My current plan-of-last-resort is to reanimate my previous TrueNAS server and migrate all data onto it, remove the pool completely and recreate with four good drives (yes, I’m sticking with a stripe of two mirrors).

@etorix your original suggestion still sounds feasible (extend the vdev to turn it back in to a mirror) so I’ll see if that works first (and seek further advice on dealing with the spare if needed). Still waiting for a courier to arrive…

@Stux I guess my limited experience with other SAN systems led me to the expectation that the spare would automatically become the replacement in the case of a failure. I believe I’ve cut myself off from the option to use it in that way this time, though. I will certainly be considering burning in, thanks for the advice.

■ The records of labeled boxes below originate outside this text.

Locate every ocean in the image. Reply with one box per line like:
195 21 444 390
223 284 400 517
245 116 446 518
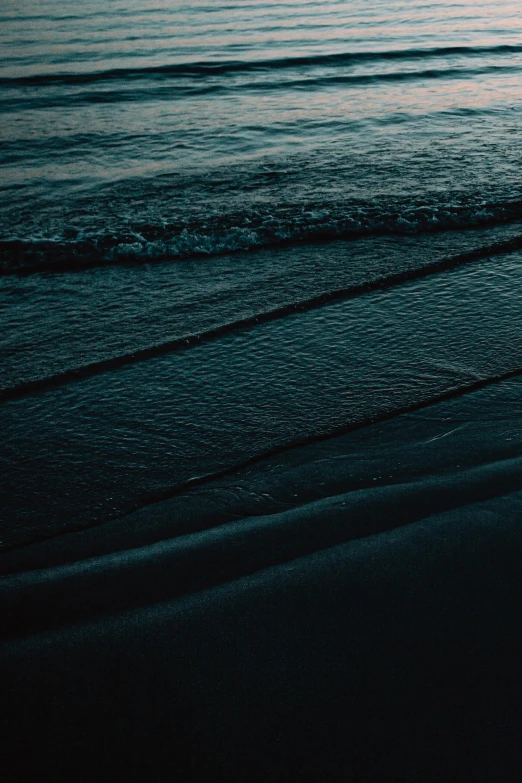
0 0 522 550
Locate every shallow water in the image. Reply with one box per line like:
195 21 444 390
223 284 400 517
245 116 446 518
0 0 522 546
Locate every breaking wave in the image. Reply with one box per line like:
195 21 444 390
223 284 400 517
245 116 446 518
0 200 522 274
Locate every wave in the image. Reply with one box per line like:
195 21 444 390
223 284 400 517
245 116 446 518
0 65 519 110
0 200 522 274
6 234 522 403
0 44 522 87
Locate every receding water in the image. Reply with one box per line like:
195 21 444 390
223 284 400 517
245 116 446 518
0 0 522 545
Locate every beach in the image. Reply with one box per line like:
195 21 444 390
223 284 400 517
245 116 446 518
0 0 522 783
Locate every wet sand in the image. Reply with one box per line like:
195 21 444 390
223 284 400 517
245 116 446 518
0 379 522 781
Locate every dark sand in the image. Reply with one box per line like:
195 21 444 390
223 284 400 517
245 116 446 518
0 379 522 781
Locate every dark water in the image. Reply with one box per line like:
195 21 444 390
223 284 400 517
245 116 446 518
0 0 522 545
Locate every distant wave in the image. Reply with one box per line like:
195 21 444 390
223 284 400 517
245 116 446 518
0 65 519 110
0 44 522 86
0 200 522 274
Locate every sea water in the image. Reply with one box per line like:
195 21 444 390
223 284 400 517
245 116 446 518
0 0 522 546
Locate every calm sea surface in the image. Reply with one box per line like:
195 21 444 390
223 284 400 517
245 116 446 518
0 0 522 546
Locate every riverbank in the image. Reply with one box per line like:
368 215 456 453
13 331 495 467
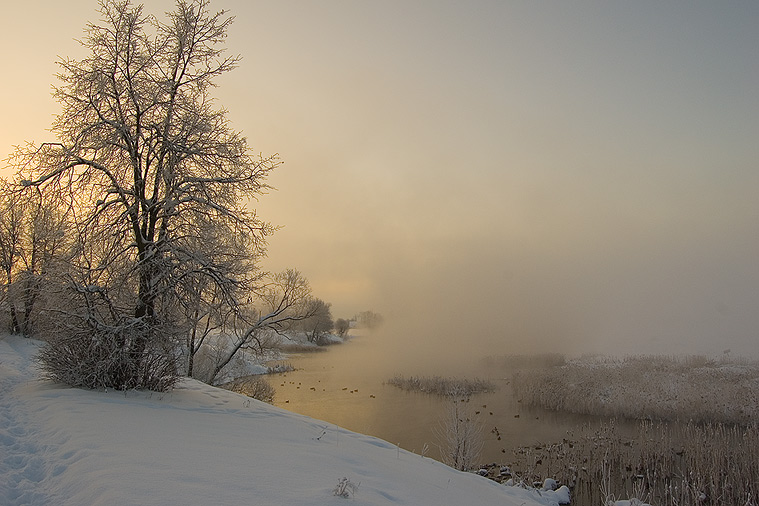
0 336 551 506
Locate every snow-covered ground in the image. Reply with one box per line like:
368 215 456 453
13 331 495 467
0 336 568 506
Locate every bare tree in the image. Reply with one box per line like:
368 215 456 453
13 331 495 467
437 400 483 471
335 318 351 339
354 311 384 329
0 181 23 334
10 0 278 387
206 269 318 383
0 181 70 336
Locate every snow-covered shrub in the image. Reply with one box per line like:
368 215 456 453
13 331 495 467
435 400 484 471
332 477 361 499
38 320 179 391
221 376 276 404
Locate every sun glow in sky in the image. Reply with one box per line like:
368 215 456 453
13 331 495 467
0 0 759 354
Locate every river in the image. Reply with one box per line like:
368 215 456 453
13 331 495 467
270 334 635 463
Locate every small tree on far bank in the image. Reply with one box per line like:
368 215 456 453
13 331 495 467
436 400 484 471
353 311 384 329
335 318 351 339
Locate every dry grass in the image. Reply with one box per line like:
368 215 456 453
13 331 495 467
504 422 759 506
483 353 567 370
512 356 759 424
387 376 495 397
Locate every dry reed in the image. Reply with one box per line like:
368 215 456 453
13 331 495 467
387 376 495 397
512 356 759 424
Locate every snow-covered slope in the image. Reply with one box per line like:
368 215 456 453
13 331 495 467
0 336 551 506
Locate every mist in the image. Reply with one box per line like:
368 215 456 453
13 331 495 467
0 0 759 363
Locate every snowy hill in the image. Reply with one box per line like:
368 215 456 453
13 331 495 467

gnewt · May 6, 2024, 4:56am

@Protopia I do have freedom. It’s not always the best thing, as I’m proving. Reanimation of my old TrueNAS, replication, recreate pool, replication is my next step as the alternatives seem to be unworkable…
…largely because I did a stupid thing.

sfatula · May 6, 2024, 5:28am

ZFS will use a hot spare to automatically replace a drive (resilver to the hot spare) if configured properly and at least as large as the drive it is replacing. When I was using very old drives, and mostly playing around, happened about every month for me, lol. It does not however do anything with the old drive. That is manual. That’s what a hot spare is, a cold spare is all manual.

etorix · May 6, 2024, 8:04am

The spare is mirroring the failing drive but not replacing. ZFS does not take decisions about replacing drives: Decisions are to be made by the administrator.

Possible choices include:

Trusting the failing drive back into the array, and returning the spare to spare.
Replacing the failing drive, and returning the spare to spare.
Making the spare a permanent data drive, and removing the other drive.
Making the spare a permanent data drive, and turing the other drive to spare.
Making the spare a permanent data drive, and bringing in another drive as spare.

gnewt · May 6, 2024, 12:15pm

Hi @etorix thank you (again) for your support.

Of these, the only feasible options seem to me to be those that involve “Making the spare a permanent data drive”. In the GUI I cannot see any obvious way to do that. To clarify, this is what I currently see:

I have identical model drive(s) now available, one of which is currently ‘warming’ in the vacated slot of the failed drive. Having got myself into this corner, I’m not willing to risk hitting the ‘replace’ button on ‘sdd’

etorix · May 6, 2024, 12:48pm

“Remove”, “Detach”, or “Replace” on sdd or sdc, as appropriate, should make any option possible.

Ideally, new drives should be burnt-in for some time before being put into production.
And, given the particular situation, the most useful button is “Extend” to make the vdev a 2-way mirror again. However I’m not sure what’s the best, or even the correct, order of steps here: Extend and then remove, or remove and extend.

sfatula · May 6, 2024, 8:19pm

The doc for hot spares which should detail it out for you is here:

UI confusing to me since I am used to raw zfs commands.